A freedom of information request, filed by ViaSat for data held by the UK’s Information Commissioner’s Office (ICO), has led to the conclusion that data breach incidents have grown in the British Isles in the past year by 37%. The same data shows that monetary penalties by the ICO have fallen in the same period. This has got the folks over at itpro.co.uk wondering if the UK is regressing when it comes to data security.
Personally, I’m not sure that it is, at least not from a digital data security standpoint: only 8% of data breaches are attributed to lost or stolen hardware. I don’t know whether this figure excludes data that was protected with encryption software. Regardless, it’s an impressive feat considering that in other developed countries, the rates are much, much higher.
Different Laws, Different Definitions of a Data Breach
Different countries (and – depending on the country – different counties, states, prefectures, and other regional government bodies) could have their own definition of what constitutes a data breach.
While I haven’t found any UK legislation that specifically states that the loss of encrypted data does not constitute an information security breach, the ICO has brought numerous actions against organizations that didn’t use encryption. The writing is very clear: in the UK, the loss of encrypted data is not a data breach. That is, assuming the password to accessing the secured data wasn’t lost in tandem.
This differs markedly from, say, New York’s position on encrypted data. Under state law, even encrypted data is classified as a data breach. In Massachusetts and Nevada, it’s not. Neither is it in California. Indeed, most US states have a safe harbor provision for encrypted data. Three have no provisions whatsoever – they don’t have a data security or privacy law in their books – and some have made the terrible decision to accept the use of password-protection as proper data security.
8%? That’s Not Bad at All
We could discuss about different laws until the cows come home, but the really interesting thing about ViaSat’s conclusion is this:
The most common form of data breach, at 48 per cent, involved the sending of information to the wrong recipient. Lost or stolen paperwork followed, making up 16 per cent of reports, while lost or stolen hardware accounted for 8 per cent.

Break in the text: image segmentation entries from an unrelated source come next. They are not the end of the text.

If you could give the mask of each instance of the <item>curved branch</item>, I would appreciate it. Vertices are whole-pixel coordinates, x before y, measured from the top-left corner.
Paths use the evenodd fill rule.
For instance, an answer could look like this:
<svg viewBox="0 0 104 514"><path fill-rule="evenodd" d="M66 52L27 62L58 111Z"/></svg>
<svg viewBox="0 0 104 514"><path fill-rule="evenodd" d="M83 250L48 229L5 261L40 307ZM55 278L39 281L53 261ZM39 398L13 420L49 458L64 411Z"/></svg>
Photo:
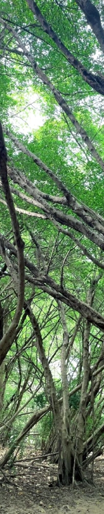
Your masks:
<svg viewBox="0 0 104 514"><path fill-rule="evenodd" d="M14 317L7 332L0 341L0 364L7 355L14 341L16 329L18 326L23 310L25 291L25 266L24 260L24 243L21 238L19 224L16 217L14 204L11 196L8 180L7 168L7 152L3 136L2 124L0 122L0 176L8 205L14 236L17 248L18 265L18 283L17 304ZM4 248L3 245L3 250Z"/></svg>

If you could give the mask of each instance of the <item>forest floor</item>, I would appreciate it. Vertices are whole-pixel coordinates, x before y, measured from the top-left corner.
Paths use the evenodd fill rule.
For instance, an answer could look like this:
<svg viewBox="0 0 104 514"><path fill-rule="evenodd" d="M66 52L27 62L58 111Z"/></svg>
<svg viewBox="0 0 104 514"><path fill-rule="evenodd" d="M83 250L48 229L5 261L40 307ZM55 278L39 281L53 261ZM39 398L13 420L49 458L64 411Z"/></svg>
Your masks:
<svg viewBox="0 0 104 514"><path fill-rule="evenodd" d="M55 486L56 466L48 458L40 462L31 450L17 458L13 468L5 467L5 476L0 469L1 514L104 514L104 455L95 462L94 483L78 483L74 489Z"/></svg>

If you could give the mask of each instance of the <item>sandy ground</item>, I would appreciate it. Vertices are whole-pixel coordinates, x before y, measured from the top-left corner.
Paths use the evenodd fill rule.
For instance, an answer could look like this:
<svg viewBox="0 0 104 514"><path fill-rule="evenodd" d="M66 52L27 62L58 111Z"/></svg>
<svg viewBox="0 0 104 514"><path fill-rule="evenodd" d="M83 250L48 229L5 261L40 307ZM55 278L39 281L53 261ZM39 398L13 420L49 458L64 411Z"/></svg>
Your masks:
<svg viewBox="0 0 104 514"><path fill-rule="evenodd" d="M94 484L89 469L89 483L78 483L74 490L72 486L49 487L55 466L48 460L36 461L31 451L29 457L18 460L12 470L5 468L5 478L0 470L1 514L104 514L104 456L95 461Z"/></svg>

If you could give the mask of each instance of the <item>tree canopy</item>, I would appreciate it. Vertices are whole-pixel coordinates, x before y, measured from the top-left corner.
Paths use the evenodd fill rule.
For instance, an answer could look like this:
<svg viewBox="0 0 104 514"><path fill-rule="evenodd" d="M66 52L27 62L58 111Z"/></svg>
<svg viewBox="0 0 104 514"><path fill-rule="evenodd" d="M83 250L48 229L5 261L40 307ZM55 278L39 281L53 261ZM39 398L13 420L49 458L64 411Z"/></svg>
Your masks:
<svg viewBox="0 0 104 514"><path fill-rule="evenodd" d="M0 466L47 415L64 484L102 445L103 6L5 0L0 21Z"/></svg>

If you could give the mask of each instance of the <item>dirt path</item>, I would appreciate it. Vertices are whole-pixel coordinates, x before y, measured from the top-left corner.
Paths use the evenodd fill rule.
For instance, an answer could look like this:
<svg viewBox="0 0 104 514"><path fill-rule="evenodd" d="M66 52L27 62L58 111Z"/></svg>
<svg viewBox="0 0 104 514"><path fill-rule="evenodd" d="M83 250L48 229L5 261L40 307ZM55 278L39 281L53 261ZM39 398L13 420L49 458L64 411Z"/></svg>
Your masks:
<svg viewBox="0 0 104 514"><path fill-rule="evenodd" d="M9 483L2 481L0 470L0 514L104 514L103 456L95 462L94 484L78 483L74 490L49 486L55 465L39 462L31 453L29 457L4 468ZM89 469L89 480L90 475Z"/></svg>
<svg viewBox="0 0 104 514"><path fill-rule="evenodd" d="M9 491L10 492L10 491ZM74 494L74 493L73 493ZM4 497L3 497L4 496ZM65 500L65 498L64 499ZM102 498L98 498L94 500L94 498L90 500L89 498L88 500L85 499L85 494L83 497L78 498L77 500L74 500L73 506L71 501L70 502L69 495L66 497L66 502L63 505L53 506L49 503L47 509L45 508L45 500L40 502L38 504L31 501L30 499L28 500L27 496L22 494L20 497L20 493L18 493L18 498L15 498L14 492L11 495L8 493L6 494L6 496L1 495L0 499L0 512L1 514L66 514L70 512L70 514L103 514L104 513L104 500ZM43 505L40 504L43 503Z"/></svg>

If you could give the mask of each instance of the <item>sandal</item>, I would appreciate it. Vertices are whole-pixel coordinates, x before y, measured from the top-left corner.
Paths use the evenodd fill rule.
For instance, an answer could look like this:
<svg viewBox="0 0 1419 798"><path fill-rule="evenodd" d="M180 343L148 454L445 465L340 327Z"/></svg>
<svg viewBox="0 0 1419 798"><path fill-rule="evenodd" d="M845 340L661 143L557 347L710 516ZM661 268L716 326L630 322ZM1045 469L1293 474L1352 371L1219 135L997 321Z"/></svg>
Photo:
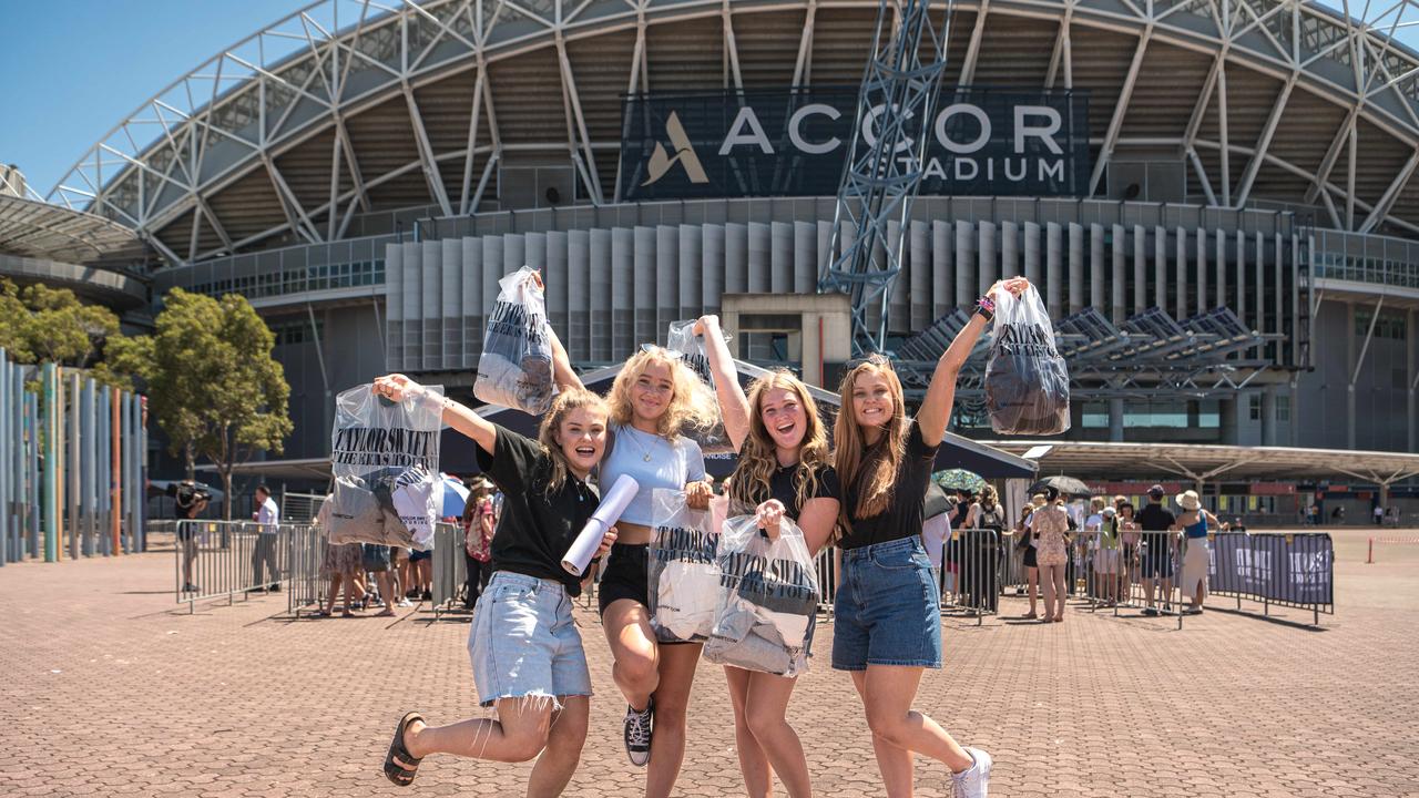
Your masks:
<svg viewBox="0 0 1419 798"><path fill-rule="evenodd" d="M409 748L404 747L404 730L409 728L409 724L416 720L423 723L424 716L419 713L407 713L399 720L399 726L394 727L394 740L390 741L389 754L385 755L385 777L399 787L409 787L414 782L414 772L419 770L419 763L423 761L423 758L414 758L409 753ZM399 757L399 761L394 761L396 757Z"/></svg>

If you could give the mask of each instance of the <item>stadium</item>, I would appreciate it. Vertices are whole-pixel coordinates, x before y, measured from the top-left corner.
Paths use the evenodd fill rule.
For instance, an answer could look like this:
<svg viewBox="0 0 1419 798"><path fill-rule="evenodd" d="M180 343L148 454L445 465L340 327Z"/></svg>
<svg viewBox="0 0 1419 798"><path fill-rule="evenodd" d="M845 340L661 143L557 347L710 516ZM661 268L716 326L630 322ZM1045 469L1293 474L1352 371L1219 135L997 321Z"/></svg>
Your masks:
<svg viewBox="0 0 1419 798"><path fill-rule="evenodd" d="M7 182L0 274L139 327L175 287L247 295L297 427L264 474L326 457L333 395L373 375L470 386L497 280L524 264L579 366L719 312L739 356L832 388L853 308L819 284L877 10L314 3L155 94L43 200ZM1419 510L1412 11L934 4L946 67L918 131L939 158L871 311L908 385L1023 274L1070 364L1080 476L1284 481L1354 510L1378 486ZM983 364L955 429L989 440ZM1149 454L1164 443L1220 449ZM1108 467L1135 460L1152 470Z"/></svg>

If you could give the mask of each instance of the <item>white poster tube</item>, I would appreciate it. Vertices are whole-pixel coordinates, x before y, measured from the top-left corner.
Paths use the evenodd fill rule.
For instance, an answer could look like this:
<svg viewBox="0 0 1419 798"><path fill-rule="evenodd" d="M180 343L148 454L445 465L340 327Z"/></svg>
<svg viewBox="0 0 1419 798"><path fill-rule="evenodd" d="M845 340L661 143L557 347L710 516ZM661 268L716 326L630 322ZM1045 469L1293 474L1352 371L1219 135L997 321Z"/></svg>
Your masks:
<svg viewBox="0 0 1419 798"><path fill-rule="evenodd" d="M586 567L592 564L592 557L596 555L596 550L602 545L602 538L606 537L606 530L612 528L612 524L620 520L620 514L626 511L630 500L636 498L636 491L639 490L640 483L634 477L622 474L616 479L616 484L606 491L602 503L596 505L596 513L582 527L582 532L576 535L572 548L566 550L566 557L562 558L562 568L568 574L582 574L586 571Z"/></svg>

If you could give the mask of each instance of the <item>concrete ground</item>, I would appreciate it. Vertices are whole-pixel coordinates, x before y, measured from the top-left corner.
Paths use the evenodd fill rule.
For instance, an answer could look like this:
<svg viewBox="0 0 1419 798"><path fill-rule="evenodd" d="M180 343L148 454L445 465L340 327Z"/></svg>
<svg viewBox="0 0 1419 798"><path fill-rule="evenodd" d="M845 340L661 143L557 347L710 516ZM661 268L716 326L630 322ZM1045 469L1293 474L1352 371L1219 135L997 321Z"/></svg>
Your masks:
<svg viewBox="0 0 1419 798"><path fill-rule="evenodd" d="M1215 599L1172 619L1091 613L982 626L945 619L946 667L917 707L995 755L992 795L1419 797L1419 544L1337 532L1334 616ZM1396 537L1419 540L1419 534ZM172 554L0 568L0 795L519 795L529 765L429 758L380 774L394 721L480 716L468 625L291 621L285 596L175 612ZM592 612L578 618L597 696L569 795L643 792L624 703ZM790 721L820 795L881 795L861 706L827 667L822 625ZM677 792L742 795L722 672L702 663ZM917 761L917 795L948 795Z"/></svg>

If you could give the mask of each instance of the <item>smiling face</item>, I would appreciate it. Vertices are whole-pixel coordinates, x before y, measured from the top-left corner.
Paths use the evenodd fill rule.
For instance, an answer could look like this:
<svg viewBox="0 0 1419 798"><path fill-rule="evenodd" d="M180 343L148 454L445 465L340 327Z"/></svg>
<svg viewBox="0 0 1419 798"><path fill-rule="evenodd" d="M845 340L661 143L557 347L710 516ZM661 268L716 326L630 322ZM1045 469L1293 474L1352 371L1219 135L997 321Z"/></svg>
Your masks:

The data breach rate for hardware is extremely low. In the US, and in most post-industrial countries, the rates tend to be not only in the double-digits, but sometimes well over 20%. That the UK is seeing an 8% rate can only mean two things: (1) they’ve succeeded in convincing people to use proper security on their hardware or (2) people are not reporting their digital data breaches to the ICO. The latter would be very puzzling, though, seeing how they do report it for paper documents. Why report one but not the other?
Also, consider this: if the 8% figure includes incidences where data encryption software was used, then the actual breach rate is even lower. Regardless, it’s low overall.
That’s an enviable number, regardless of how you slice it.
11% Increase in Reported Breaches
Also enviable? The 11% increase in breaches reported year-over-year. Yeah, ideally we want to see the number decrease – heck, we want to see the number at 0%. But a growth rate that’s barely broken the single digits is not so bad.
Such growth could be attributed to something other than increased security events. For example, perhaps people are now more cognizant of the fact that lost paperwork, or that “sending information” to the wrong person (I get the feeling that most of these are instances of sending email to the wrong address), also constitutes a reportable security incident.
Overall, it seems that the ICO’s past actions are paying dividends. Let’s not forget what the ICO has said in the past: that they use monetary fines in the most egregious offenses, not only as form of punishment but also as a way of signaling to others what is not acceptable.
Twice Bitten, Four Times Shy?
Also to be taken into consideration is that, in 2013, the ICO lost a couple of high-profile cases involving the handing out of monetary penalties, as detailed in out-law.com. Of course, there were also plenty of appeals where the courts held the ICO’s hand as well, but once they put the kibosh on one aspect of your operations, you tend to become more circumspect.